The BBC, responding to criticism, insists that the story, in and of itself, is internally consistent, because…well…this sort of thing is believable.

We regret that some viewers felt the beheading scene was inappropriate. It appeared half way through episode one of Bonekickers, by which time the character’s ‘extreme fundamental belief’ had been revealed, providing the audience with a good build up to the scene in question.

This storyline looked at religious fundamentalism within a fictional Christian group, and one character in particular who took his beliefs to an extreme. His ignorance and misguided behaviour lead to the beheading of a peaceful Asian Muslim character in the drama. His actions are clearly condemned by leading Muslim and Christian clerics.
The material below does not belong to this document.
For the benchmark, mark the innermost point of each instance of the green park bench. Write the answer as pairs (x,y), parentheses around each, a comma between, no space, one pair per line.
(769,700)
The drama also has the balance of a Christian character that has a deep faith which she uses humbly and only for good.

In a media world where folks are falling all over themselves to not portray Muslims as the bad guys (as they did in the movie version of “The Sum of All Fears”, for example), the BBC goes out of its way to concoct a truly unbelievable scenario. Might some extreme group identifying itself with Christians someday behead somebody? It’s not out of the realm of possibility, but right now beheadings are pretty much a signature of extremist Islam. Even revealing a character’s “extreme fundamental beliefs” is not nearly enough to explain this, as there are plenty of extremist Christians, and yet no Muslims have lost their head over it.